Subscribing to legislative update alerts on government websites in the juridsidiction(s) concerned.
Alternatively, businesses without internal resources to do this may seek to outsource this to lawyers or consultants, or purchase updates from commercial information vendors.
Monitor the relevant International Standards Organisation webpage to get updates on when standards are being refreshed that relate to your business
Ensure the Business Obligation Register owner is informed of any internal policy refreshes or updates, such as when they are tabled at management committees or the board for endorsement, to trigger the refresh process.

Better practice involves assigning responsibility for oversight of the overall obligations register to one person (ideally a senior executive) to ensure it is properly managed and updated, however there will typically be teams from across the organisation who manage the actual updates.

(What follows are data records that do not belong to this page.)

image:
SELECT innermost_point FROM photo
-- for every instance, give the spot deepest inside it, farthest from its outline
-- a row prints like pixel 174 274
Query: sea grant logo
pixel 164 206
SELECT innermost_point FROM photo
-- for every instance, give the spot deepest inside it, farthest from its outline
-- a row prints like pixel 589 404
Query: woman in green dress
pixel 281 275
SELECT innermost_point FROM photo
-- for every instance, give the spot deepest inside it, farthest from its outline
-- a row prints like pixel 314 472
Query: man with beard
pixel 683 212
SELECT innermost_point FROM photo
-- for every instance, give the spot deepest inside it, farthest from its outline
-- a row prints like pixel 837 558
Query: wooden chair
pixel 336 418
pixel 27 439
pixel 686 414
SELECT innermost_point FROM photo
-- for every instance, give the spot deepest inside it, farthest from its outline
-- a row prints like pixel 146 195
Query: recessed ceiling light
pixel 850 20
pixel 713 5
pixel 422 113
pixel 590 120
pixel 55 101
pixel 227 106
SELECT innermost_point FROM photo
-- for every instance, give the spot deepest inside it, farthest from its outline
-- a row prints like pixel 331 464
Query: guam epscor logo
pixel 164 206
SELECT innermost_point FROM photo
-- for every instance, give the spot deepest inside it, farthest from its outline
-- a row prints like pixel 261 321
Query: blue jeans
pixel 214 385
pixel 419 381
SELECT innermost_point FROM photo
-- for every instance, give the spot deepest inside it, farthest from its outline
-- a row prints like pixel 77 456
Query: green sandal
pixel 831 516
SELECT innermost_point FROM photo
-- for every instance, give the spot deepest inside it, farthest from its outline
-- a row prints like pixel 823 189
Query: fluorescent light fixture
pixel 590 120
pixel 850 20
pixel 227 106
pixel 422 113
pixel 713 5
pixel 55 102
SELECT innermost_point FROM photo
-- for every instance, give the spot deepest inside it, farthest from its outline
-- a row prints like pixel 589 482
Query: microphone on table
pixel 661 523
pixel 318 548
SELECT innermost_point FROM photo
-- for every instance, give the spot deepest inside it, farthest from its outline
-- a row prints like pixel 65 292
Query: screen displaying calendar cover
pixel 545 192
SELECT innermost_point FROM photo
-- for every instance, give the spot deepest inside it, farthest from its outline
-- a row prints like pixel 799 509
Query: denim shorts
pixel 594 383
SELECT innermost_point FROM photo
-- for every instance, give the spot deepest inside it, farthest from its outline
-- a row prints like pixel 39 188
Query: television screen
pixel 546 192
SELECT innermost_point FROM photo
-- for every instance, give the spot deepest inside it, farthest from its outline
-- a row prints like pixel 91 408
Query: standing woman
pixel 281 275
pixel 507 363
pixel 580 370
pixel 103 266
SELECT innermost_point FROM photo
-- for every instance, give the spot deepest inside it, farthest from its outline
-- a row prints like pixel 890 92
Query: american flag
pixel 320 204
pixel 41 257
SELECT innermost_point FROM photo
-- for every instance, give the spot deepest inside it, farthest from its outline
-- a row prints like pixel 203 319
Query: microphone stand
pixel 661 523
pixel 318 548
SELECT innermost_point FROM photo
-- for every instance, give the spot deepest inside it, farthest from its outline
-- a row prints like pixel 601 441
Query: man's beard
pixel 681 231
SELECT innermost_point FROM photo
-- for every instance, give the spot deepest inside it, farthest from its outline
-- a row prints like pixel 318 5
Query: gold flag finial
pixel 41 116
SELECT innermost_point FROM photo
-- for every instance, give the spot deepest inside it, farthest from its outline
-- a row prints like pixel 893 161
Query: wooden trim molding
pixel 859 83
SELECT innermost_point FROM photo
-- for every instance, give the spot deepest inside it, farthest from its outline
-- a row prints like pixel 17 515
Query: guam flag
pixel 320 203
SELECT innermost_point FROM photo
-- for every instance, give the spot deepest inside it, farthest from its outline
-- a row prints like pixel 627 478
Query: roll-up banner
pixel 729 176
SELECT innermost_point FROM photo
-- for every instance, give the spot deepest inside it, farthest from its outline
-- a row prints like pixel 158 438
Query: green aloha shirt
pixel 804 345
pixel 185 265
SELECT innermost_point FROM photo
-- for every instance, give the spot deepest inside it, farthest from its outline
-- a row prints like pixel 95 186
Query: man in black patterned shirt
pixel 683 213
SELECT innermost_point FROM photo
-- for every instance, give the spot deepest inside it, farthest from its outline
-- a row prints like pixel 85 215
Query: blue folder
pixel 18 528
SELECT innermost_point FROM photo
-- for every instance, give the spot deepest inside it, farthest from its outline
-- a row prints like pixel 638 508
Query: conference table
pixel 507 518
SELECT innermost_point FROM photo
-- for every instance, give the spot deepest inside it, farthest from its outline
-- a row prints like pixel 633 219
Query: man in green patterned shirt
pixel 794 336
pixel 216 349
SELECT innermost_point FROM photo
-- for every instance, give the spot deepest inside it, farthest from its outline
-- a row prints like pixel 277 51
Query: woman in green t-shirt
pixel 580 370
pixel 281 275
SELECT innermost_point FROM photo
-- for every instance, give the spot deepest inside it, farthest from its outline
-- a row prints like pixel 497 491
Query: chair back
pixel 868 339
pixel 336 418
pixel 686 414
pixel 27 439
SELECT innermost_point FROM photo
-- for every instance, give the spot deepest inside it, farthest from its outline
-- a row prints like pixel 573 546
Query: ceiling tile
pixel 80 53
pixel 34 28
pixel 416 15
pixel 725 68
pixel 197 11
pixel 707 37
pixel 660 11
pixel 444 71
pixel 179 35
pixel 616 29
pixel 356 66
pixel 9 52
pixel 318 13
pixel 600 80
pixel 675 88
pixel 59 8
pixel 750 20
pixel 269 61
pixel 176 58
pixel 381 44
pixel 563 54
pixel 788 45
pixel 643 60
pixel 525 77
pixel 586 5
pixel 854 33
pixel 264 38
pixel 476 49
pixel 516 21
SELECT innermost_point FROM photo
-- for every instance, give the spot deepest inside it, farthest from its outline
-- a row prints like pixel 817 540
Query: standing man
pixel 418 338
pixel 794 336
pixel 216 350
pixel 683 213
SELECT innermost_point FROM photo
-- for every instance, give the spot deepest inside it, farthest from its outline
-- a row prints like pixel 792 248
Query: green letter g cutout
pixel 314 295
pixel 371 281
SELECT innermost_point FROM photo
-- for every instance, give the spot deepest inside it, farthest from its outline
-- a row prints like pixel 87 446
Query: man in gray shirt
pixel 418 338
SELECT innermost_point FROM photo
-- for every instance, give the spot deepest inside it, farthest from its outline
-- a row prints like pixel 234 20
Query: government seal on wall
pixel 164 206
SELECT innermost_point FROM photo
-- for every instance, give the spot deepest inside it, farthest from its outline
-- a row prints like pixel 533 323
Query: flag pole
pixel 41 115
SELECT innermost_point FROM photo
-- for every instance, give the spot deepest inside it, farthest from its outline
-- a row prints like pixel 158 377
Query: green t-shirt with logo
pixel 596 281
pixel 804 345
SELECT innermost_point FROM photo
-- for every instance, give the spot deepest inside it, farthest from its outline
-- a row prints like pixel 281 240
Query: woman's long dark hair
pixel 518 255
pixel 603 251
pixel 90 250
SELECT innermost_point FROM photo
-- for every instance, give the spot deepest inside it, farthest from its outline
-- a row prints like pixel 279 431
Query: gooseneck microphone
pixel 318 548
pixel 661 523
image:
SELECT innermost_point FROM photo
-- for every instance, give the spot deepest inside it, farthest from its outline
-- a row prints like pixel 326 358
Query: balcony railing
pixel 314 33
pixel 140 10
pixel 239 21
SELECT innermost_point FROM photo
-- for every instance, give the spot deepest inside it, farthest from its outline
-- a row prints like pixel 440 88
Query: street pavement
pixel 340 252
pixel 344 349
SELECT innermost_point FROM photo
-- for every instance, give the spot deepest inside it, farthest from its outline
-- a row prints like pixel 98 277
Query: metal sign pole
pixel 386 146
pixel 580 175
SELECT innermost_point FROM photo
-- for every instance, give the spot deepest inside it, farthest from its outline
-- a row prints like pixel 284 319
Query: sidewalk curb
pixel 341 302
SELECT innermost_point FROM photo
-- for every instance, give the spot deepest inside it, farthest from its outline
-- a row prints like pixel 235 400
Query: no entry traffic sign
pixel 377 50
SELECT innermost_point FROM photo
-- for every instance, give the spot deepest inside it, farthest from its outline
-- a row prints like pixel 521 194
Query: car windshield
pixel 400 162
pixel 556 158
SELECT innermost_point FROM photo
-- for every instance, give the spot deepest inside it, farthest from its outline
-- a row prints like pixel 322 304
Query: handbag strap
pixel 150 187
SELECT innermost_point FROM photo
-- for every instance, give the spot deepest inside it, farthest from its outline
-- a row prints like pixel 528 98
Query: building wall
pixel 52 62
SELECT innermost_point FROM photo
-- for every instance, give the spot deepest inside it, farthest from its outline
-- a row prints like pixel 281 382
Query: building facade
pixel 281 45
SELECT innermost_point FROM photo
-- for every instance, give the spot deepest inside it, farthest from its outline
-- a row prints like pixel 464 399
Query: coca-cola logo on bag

Example of free subscription to receive legislative updates (Australia)

Can a Governance, Risk and Compliance (GRC) system help?

Many organisations are increasingly using Governance, Risk and Compliance (GRC) systems to help manage compliance obligations, policy versions and refreshes, risk registers, control libraries and assurance tasks. GRC systems are a great idea, however they require considerable forethought in terms of design to ensure the way they work will accomodate business requirements.

As someone who has implemented a few different GRC systems for clients in the Financial Services and Mining industries, a number of vendors on the market haven’t really thought through the ‘GRC architecture’ and design, or have designed their systems by someone who doesn’t understand the complex relationships inherent in risk architecture, meaning some systems are more difficult to implement and operate than others. More on this in a future article.